Paula abrió los ojos atónita.
-¡Ducharnos juntos! -tragó-. ¡Por supuesto que no! Es... es...
-Es práctico -la interrumpió Pedro-, así podremos enjabonarnos la espalda el uno al otro -añadió acercándose lentamente y mirándola a los ojos-. Estoy seguro de que esa experiencia te va a gustar.
Sus labios estaban cerca, demasiado cerca, pensó Paula mientras sus rodillas comenzaban a flaquear. Lo maldijo en silencio y luego, en un susurro apenas audible, dijo:
-La... la ducha es muy pequeña para dos, cualquiera se daría cuenta.
-Eso lo hará aún más íntimo -contestó Pedro con un tono ronco.
Entonces él comenzó a desabrocharle la blusa lentamente, y cuando estuvo abierta, alcanzó el broche del sujetador. Paula apenas tuvo tiempo de rechistar antes de que sus labios se posaran sobre los de ella, y luego sintió que su mano abrazaba uno de sus pechos. Su cuerpo tembló de excitación ante la intimidad de sus caricias.
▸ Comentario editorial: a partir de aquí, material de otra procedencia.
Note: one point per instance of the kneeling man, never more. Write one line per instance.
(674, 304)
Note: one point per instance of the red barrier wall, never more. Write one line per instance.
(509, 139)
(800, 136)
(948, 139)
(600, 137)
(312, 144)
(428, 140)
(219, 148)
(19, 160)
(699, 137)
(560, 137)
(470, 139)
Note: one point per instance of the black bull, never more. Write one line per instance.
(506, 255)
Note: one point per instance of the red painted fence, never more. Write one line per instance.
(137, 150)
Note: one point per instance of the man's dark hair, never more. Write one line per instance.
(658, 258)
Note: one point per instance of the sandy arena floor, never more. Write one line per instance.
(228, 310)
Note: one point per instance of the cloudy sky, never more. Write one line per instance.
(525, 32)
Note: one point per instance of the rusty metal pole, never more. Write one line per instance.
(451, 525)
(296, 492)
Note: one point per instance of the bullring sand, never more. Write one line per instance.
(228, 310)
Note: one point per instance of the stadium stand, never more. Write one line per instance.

-Eso está mejor -murmuró Pedro apartando los labios de los de ella y mirándola con aquellos ojos grises oscuros. Comenzó entonces a besar su pezón, erecto ante la primera de sus caricias, y sonrió al verlo-. La lengua puede mentir, Paula, pero el cuerpo no. Está deseoso de amor, ¿no es cierto? Sólo hay una forma de satisfacer ese deseo que ambos compartimos el uno por el otro.
Paula miró a Pedro en silencio, desesperada, sintiendo que su corazón latía veloz. Algo muy dentro de ella, más allá del caos de las sensaciones, le advertía de que, si se rendía sin luchar, nunca más en la vida, nunca, podría volver a mirarse al espejo sin sentir desprecio por sí misma. ¿Merecía la pena a cambio de unos instantes de placer?, se preguntó. No sabía la respuesta, como tampoco la había sabido media hora antes, pero la tentación era demasiado fuerte como para resistirse.
-¿Se te ha comido la lengua el gato? -preguntó él en un susurro-. A pesar de todo, me doy cuenta de que ni siquiera eres capaz de negar lo que digo con un movimiento de cabeza. La falda cayó al suelo alrededor de sus tobillos al desabrochar él la cremallera. Pedro comenzó a besarla en la nuca y ella sintió que su corazón le martilleaba los oídos. Sus brazos, que hasta ese momento habían permanecido inertes a los costados, intentaron apartarlo nerviosos, pero luego, como tomando una vida propia, se deslizaron por su cintura. Al sentir el calor y la firmeza de su cuerpo bajo la fina camisa de algodón Paula no pudo seguir luchando. Sus dedos comenzaron a jugar con los músculos de su espalda.
Entonces Pedro, al comprobar su rendición inminente, exhaló un grito de placer desde lo más profundo de la garganta. Le quitó las braguitas y dejó que se deslizaran por debajo de las caderas para que ella las apartara. La voz de su mente había cesado, sólo sentía un deseo irrefrenable. Él era un mentiroso, un mujeriego y un tramposo, pero no le importaba. Su corazón retumbaba y la sangre corría loca por sus venas. Lo deseaba, y lo deseaba en ese momento.